Friday, March 23, 2012

photo taken in Austin, Texas
18 March 2012

When I was a girl in the early 1960s, we lived on some farm land in Louisiana, and across the two-lane road was a dairy farm. The couple who lived there was Cajun - the husband spoke only French. They had no more than 25 cows I'd guess. He knew each one by name, and at 5 AM and at 3 PM, they'd line up outside of the barn, in the same order each day, and wait to be milked. He'd put this rich moist grain for them as they were milked. I remember the pungent mix of smells, of the grain and the milk and the cows.

Every couple of days, a truck with a gleaming steel tank would come to their farm and transfer the milk from the big steel vat in the farmer's barn.

The couple never had a day off, not Sundays nor Christmas nor hurricanes, because the cows, and their few chickens, required attention.

My sister and I visited them maybe three or four times. The farmer's English was so limited, and we as yet knew no French. I don't remember ever talking with him, and yet somehow we learned how everything worked in their dairy. He just let us follow him around, and we learned.

I have some vivid memories of the cakes his wife baked - yellow with chocolate frosting, decorated with cherries and pecans. She had a night light in the guest room - prayer hands that glowed in the dark. I remember she had ways of using eggs or mayonnaise to condition her hair, leaving it on with her hair wrapped in a white towel.

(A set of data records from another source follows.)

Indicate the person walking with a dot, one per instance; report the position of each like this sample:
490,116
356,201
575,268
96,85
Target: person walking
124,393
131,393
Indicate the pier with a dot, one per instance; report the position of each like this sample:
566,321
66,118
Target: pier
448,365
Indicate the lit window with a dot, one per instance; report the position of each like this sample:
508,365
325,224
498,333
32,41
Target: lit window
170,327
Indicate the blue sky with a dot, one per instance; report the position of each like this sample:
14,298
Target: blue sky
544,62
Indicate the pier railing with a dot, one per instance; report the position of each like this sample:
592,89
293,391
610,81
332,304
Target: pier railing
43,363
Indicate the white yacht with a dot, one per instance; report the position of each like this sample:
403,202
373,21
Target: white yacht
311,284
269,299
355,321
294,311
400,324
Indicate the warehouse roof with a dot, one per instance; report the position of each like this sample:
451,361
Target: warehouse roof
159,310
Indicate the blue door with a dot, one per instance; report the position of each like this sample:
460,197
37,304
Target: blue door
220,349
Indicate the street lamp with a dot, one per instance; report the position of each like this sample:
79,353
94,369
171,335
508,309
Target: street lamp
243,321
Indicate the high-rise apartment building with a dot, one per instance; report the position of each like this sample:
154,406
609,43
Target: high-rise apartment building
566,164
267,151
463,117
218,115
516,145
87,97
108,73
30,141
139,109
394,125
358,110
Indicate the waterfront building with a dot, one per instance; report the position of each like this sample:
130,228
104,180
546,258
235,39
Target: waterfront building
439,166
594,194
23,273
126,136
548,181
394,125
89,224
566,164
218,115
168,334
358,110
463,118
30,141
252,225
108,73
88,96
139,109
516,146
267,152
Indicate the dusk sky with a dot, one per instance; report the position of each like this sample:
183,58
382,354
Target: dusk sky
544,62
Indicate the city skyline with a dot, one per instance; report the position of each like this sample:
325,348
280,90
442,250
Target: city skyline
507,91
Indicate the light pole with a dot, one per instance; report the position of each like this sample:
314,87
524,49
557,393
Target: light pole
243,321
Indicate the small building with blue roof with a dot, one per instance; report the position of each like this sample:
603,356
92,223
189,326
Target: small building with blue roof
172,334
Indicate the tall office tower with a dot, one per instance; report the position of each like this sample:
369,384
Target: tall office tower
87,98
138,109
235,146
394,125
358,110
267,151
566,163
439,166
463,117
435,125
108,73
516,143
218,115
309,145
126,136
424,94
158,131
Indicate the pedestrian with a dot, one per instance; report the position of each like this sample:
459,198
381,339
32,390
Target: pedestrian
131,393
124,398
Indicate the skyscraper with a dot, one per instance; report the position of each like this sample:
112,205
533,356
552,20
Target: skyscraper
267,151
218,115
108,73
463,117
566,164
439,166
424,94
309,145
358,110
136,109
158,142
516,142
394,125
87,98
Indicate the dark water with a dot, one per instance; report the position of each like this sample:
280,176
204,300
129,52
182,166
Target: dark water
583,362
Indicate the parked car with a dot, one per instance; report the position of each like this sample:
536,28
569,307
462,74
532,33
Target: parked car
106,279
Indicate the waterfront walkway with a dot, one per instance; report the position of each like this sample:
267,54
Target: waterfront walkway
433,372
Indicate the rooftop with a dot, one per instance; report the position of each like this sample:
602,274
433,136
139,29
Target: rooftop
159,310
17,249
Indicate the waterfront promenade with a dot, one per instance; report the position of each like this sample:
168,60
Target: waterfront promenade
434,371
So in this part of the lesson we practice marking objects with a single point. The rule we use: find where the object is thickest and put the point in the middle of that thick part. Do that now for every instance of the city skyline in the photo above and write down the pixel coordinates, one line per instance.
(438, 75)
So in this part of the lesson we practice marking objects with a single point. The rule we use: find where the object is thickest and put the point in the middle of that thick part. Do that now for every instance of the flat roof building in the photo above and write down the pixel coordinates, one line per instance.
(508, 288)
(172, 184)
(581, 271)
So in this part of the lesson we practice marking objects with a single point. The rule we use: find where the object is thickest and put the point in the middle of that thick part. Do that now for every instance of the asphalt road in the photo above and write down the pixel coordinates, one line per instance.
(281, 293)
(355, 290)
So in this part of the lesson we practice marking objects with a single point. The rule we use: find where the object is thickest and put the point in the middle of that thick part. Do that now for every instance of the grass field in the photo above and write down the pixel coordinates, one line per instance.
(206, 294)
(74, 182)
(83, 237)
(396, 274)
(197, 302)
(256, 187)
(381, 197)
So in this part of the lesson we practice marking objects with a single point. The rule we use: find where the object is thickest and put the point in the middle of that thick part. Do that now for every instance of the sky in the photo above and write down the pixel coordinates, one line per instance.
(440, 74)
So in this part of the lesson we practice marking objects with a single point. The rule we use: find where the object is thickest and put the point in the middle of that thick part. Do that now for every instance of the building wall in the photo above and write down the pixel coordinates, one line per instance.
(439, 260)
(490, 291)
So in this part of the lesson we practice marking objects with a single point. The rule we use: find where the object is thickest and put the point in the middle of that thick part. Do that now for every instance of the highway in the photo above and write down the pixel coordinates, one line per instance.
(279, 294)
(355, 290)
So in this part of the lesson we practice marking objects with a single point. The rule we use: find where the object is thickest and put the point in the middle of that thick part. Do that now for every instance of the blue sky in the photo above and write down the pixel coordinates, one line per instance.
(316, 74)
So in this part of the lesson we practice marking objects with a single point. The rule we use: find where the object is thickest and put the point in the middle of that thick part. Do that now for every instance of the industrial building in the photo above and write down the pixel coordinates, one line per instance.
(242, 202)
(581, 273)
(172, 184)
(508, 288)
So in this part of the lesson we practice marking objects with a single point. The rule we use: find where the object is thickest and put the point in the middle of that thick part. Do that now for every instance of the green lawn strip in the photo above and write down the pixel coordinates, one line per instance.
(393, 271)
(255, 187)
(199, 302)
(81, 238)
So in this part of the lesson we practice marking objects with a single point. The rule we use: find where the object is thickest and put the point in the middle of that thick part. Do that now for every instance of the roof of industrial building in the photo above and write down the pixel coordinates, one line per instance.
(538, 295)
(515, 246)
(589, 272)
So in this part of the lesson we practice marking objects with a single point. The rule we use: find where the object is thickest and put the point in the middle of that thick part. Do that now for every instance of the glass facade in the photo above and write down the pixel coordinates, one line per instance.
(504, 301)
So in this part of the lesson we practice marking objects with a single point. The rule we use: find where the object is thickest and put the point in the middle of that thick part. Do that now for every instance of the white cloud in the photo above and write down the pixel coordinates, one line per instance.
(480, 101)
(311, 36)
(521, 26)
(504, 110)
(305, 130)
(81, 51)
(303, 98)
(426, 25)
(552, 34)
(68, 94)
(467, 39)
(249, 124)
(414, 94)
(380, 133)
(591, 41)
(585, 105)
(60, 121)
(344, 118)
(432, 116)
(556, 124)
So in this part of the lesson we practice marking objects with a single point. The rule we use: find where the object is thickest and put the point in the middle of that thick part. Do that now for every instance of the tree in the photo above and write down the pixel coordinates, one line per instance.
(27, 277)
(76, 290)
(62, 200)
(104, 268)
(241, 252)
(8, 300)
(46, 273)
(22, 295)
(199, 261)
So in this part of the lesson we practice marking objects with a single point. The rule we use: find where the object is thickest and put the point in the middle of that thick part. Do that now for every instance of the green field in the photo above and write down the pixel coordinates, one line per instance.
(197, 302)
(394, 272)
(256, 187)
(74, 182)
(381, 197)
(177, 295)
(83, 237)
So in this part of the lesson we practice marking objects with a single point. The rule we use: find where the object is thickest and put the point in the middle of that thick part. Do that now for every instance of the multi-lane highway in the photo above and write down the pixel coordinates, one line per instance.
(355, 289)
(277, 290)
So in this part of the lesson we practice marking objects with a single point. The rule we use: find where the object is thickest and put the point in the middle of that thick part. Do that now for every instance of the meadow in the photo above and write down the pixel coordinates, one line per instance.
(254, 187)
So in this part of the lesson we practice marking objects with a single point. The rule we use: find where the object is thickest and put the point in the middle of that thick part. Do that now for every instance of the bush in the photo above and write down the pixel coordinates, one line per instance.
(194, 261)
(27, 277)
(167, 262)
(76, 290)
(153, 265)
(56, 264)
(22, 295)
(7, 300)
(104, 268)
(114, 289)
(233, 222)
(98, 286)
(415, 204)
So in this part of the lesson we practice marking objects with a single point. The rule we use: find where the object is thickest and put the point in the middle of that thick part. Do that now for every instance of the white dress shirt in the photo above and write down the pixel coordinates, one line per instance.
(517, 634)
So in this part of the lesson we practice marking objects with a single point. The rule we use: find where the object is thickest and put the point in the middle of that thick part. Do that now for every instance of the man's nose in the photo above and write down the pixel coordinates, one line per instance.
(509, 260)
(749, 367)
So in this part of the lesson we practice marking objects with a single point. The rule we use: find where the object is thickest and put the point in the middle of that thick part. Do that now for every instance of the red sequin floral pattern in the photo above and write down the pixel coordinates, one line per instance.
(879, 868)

Once, we were running around with the chickens while she hung clothes on the line to dry. There was a very large azalea shrub nearby, dense with deep pink blooms. Hummingbirds, dozens of hummingbirds shimmering bright green and red in the daylight, flitted around the flowers. The smell of the grass and the faint poignant sweetness of the azaleas with the flickering of the little birds in flight felt like something key, something of love at the core of life.